Este desequilíbrio entre a rentabilidade da utilização e do desenvolvimento destas plataformas é, ao mesmo tempo, a sua principal força e o seu calcanhar de Aquiles. Desenvolver de raiz um sistema operativo para uma determinada função é, quase sempre, temporal e comercialmente inviável. Partir de uma base comum, bem documentada e cujo código fonte pode ser visto e editado, é normalmente bastante mais simples. No entanto, isso acarreta uma série de riscos, pois, na prática, não é viável verificar todo o código que será reaproveitado para um novo projecto, especialmente devido à crescente sofisticação dos sistemas operativos que asseguram uma compatibilidade cada vez mais complexa com diferentes plataformas de hardware e software. Isso faz com que qualquer sistema operativo actual seja uma amálgama de componentes, remendos e aplicações programadas por centenas de pessoas distintas, obrigando a entrar num círculo de confiança, sempre que se integra uma destas tecnologias num novo projecto.
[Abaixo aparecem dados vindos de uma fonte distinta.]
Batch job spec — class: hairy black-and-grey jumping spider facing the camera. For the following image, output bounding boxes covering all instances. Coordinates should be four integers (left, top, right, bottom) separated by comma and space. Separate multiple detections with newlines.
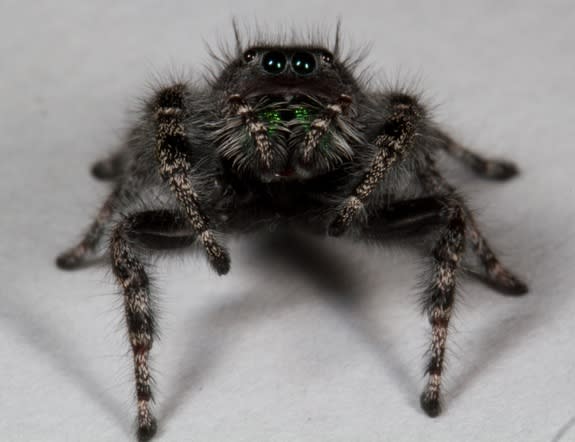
57, 28, 527, 440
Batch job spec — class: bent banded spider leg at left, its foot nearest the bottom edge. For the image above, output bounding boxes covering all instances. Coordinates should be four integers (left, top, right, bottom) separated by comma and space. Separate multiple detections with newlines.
110, 211, 195, 441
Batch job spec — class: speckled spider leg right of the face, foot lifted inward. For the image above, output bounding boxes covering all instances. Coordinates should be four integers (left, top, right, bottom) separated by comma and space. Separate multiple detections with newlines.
328, 94, 422, 236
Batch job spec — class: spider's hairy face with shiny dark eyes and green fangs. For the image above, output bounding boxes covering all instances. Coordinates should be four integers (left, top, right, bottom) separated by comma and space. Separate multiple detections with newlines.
214, 46, 358, 182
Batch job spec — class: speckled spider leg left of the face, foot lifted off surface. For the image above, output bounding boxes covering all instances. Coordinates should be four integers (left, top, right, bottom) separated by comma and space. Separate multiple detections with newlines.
154, 85, 230, 275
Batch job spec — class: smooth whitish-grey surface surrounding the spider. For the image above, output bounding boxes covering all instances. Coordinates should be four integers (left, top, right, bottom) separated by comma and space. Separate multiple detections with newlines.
0, 0, 575, 442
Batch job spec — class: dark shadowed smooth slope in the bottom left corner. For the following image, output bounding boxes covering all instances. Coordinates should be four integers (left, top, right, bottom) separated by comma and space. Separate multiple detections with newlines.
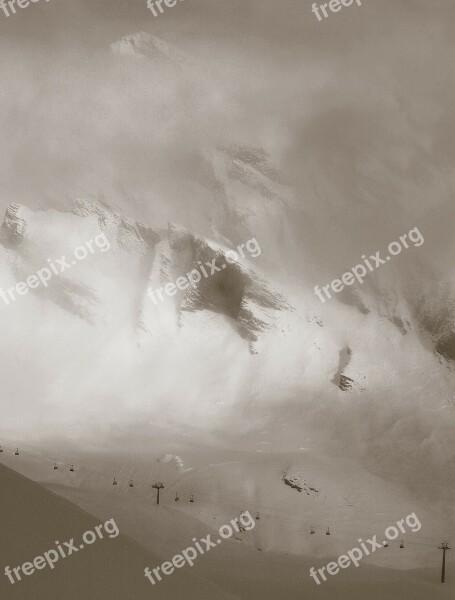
0, 465, 240, 600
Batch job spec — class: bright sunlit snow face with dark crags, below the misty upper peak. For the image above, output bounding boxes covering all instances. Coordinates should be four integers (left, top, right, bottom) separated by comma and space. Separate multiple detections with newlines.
0, 188, 454, 510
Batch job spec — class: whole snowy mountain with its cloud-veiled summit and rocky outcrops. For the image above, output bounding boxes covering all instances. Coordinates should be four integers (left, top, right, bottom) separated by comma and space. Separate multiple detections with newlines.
0, 33, 455, 528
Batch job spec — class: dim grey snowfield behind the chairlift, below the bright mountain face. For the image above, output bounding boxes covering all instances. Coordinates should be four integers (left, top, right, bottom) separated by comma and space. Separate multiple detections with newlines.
2, 451, 455, 569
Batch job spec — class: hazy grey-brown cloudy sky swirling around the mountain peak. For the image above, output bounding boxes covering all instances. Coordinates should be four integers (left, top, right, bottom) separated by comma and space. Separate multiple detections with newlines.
0, 0, 455, 270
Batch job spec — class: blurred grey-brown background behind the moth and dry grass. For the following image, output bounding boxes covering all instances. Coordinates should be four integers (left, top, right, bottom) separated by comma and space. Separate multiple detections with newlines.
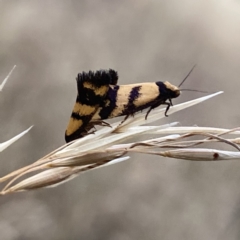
0, 0, 240, 240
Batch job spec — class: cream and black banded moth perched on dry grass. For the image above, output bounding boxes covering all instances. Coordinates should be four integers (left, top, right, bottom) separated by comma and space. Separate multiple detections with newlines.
65, 69, 182, 142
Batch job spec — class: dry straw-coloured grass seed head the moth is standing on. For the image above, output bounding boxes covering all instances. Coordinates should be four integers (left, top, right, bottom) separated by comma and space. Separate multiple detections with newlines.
0, 92, 240, 195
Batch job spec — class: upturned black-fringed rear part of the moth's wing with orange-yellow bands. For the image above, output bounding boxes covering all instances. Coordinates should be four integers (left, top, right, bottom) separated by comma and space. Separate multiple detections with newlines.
65, 69, 118, 142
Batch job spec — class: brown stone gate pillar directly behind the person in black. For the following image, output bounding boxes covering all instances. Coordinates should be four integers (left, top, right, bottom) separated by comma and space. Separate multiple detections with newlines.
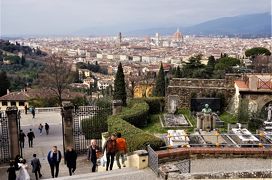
62, 103, 75, 149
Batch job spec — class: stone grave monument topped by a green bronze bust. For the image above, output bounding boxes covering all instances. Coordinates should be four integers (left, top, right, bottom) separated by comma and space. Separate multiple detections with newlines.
196, 104, 216, 131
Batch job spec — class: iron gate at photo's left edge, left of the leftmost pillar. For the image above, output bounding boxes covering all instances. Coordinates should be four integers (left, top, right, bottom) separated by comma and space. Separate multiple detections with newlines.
0, 111, 10, 163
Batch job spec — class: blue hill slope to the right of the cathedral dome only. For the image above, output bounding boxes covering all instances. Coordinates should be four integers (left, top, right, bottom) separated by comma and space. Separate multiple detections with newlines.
183, 13, 271, 36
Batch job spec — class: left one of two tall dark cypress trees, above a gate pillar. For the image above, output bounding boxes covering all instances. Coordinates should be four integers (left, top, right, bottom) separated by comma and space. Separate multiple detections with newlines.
113, 63, 127, 106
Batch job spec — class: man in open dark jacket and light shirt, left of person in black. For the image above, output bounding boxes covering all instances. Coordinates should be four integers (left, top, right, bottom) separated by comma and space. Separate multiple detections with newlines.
47, 146, 61, 178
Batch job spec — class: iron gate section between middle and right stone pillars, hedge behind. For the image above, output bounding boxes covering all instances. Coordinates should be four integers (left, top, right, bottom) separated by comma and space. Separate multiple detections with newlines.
73, 105, 112, 154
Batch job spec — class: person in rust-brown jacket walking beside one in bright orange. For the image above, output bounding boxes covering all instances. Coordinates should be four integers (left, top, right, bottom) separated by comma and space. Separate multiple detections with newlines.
103, 134, 117, 171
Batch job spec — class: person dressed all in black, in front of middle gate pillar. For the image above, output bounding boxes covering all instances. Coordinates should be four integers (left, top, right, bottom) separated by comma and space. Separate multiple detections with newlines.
65, 146, 77, 176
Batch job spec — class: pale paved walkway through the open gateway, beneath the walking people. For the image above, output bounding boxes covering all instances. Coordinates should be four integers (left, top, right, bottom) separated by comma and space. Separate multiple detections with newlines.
0, 112, 136, 180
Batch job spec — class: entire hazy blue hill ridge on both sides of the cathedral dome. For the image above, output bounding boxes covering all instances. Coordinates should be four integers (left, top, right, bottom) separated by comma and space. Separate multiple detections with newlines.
124, 13, 271, 37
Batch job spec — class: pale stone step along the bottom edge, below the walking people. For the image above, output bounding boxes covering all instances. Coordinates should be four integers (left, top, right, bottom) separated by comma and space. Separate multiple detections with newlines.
44, 168, 160, 180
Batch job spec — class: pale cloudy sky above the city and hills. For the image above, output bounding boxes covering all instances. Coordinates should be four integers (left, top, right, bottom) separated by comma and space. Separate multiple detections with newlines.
0, 0, 271, 36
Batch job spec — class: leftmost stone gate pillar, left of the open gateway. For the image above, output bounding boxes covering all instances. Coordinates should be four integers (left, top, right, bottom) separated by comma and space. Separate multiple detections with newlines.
6, 107, 20, 159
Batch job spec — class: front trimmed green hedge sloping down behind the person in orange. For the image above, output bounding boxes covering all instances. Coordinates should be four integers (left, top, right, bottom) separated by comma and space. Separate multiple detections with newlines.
108, 115, 165, 152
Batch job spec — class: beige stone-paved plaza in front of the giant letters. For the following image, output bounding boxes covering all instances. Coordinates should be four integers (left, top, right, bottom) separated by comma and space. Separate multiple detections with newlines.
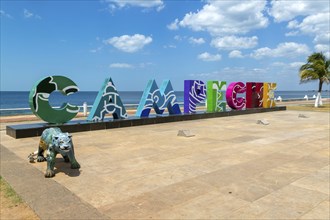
1, 111, 330, 219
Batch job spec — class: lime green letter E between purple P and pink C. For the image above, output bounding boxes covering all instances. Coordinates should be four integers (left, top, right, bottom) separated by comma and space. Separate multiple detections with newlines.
206, 81, 226, 112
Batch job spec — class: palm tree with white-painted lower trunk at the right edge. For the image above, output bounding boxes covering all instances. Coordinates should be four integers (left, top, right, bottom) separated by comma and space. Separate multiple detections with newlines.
299, 52, 330, 107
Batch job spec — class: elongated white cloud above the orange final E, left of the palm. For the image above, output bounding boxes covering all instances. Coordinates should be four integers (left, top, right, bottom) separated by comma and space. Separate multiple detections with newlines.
251, 42, 310, 59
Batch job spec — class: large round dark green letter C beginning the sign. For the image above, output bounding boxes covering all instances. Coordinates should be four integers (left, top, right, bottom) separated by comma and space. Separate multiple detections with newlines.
29, 76, 79, 124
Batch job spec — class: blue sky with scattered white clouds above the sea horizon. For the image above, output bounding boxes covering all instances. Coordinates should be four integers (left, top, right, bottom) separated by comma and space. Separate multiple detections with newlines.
0, 0, 330, 91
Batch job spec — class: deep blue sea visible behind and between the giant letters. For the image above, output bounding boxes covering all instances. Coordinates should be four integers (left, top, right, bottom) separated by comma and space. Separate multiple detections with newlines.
0, 91, 330, 116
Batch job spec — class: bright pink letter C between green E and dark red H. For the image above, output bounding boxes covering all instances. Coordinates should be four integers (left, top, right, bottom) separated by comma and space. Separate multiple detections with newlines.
226, 82, 246, 110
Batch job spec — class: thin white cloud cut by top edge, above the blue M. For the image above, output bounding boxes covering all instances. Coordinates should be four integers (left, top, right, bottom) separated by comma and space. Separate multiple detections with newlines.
105, 0, 165, 11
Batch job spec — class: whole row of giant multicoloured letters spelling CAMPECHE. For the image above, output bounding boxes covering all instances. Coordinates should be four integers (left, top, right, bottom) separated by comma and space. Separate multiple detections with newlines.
29, 76, 276, 124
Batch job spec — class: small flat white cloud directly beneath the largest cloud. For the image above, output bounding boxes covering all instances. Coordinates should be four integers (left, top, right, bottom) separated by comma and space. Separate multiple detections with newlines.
211, 36, 258, 50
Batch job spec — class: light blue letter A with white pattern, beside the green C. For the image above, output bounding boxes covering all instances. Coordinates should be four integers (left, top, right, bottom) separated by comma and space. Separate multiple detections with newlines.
87, 78, 128, 121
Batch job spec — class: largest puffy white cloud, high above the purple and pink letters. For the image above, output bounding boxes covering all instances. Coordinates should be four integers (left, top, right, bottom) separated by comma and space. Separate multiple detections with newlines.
171, 0, 268, 36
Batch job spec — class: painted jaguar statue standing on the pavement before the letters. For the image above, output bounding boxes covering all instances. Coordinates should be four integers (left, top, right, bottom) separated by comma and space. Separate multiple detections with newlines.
28, 127, 80, 178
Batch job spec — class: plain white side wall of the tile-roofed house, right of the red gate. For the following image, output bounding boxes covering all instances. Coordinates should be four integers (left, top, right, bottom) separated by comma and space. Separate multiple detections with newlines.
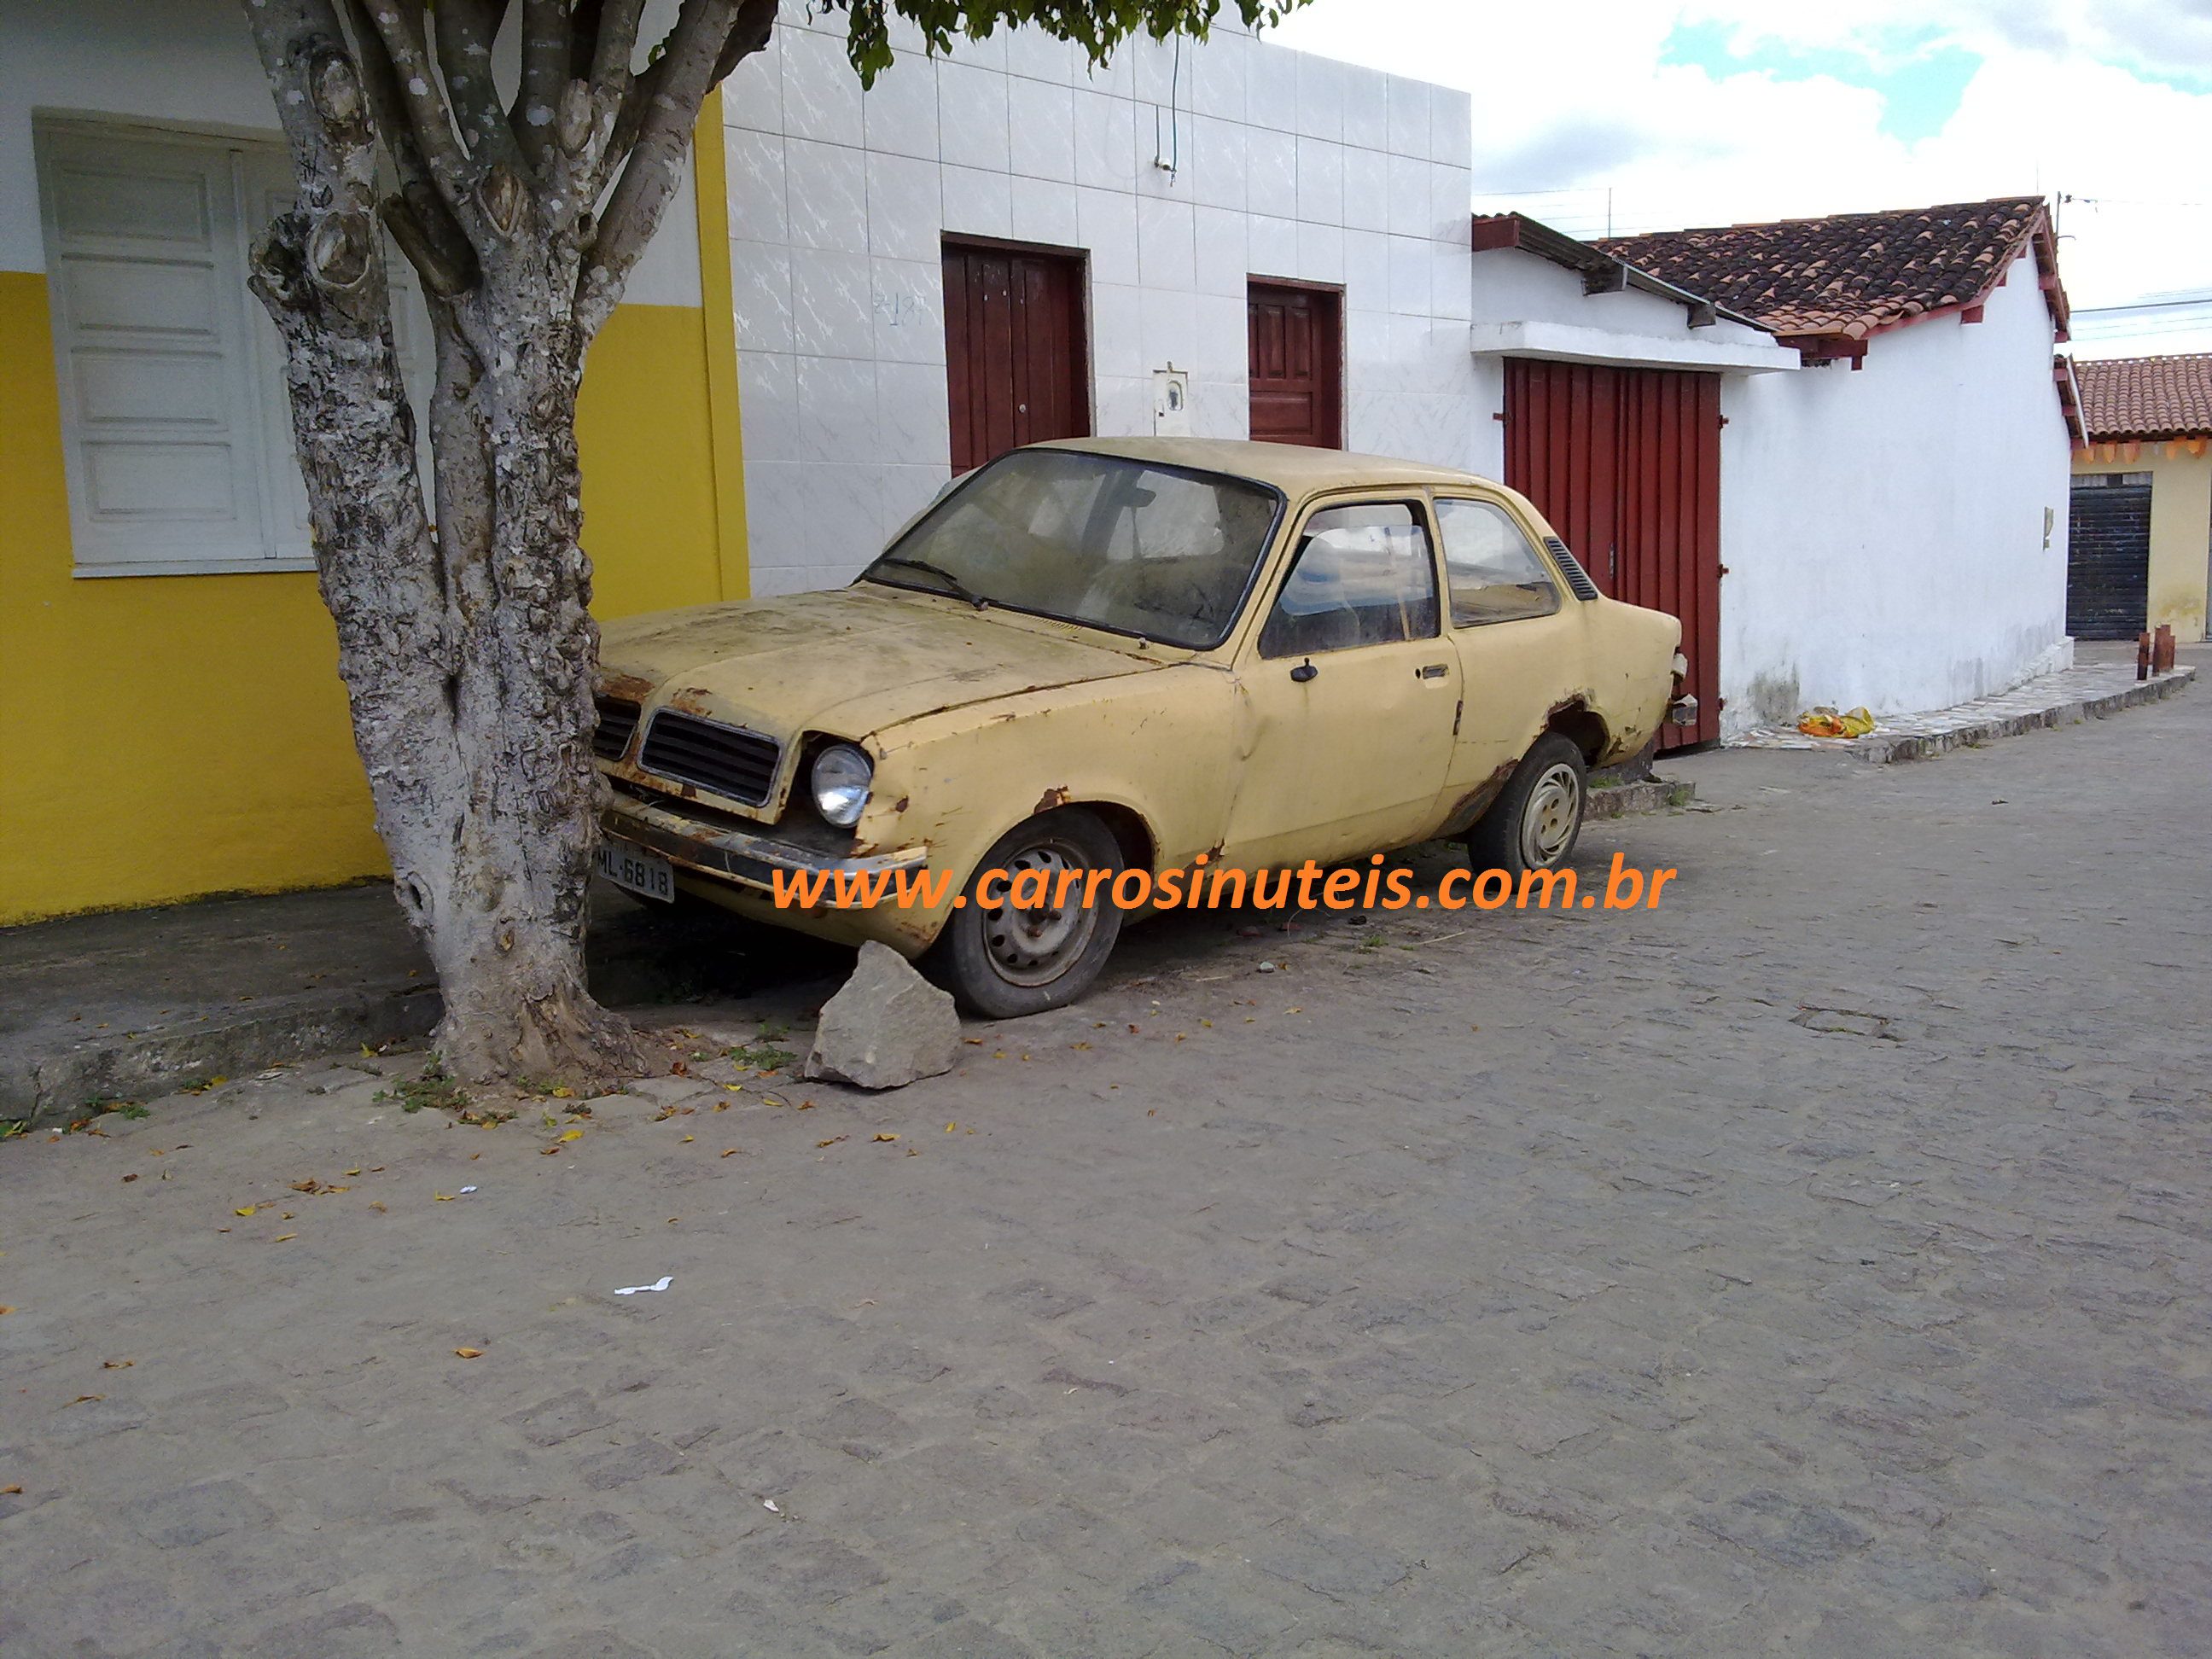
1721, 257, 2073, 735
Este problema é particularmente grave quando alguém, com engenho, malícia e paciência, desenha um ataque integrado como o que aconteceu recentemente com o XZ Utils, uma aplicação de compressão amplamente aceite e com mais de quinze anos de desenvolvimento. Neste caso, foram necessários mais de dois anos para assegurar a introdução do código malicioso, a sua aceitação no código final da aplicação e consequentemente, a integração da mesma nas novas distribuições de Linux e similares Unix.
Esta vulnerabilidade pretendia tirar partido de uma cadeia de distribuição quase universal e foi, seguramente, uma das maiores e com maior potencial destrutivo de que tivemos conhecimento. Felizmente, neste caso, a curiosidade e o olho atento de Andres Freund, programador da Microsoft, permitiu-lhe detectar o código malicioso antes da sua implantação nas distribuições finais dos sistemas operativos. Mas isto deixa-nos a pensar sobre quantas outras tentativas já estarão em planeamento ou implementação (dormente ou activa), sem o nosso conhecimento. É ainda um alerta para a necessidade de uma verificação cada vez mais atenta por todos os que fazem uso destas ferramentas, com uma especial responsabilização de investimento financeiro por parte das empresas que sustentam os seus negócios em plataformas de código aberto.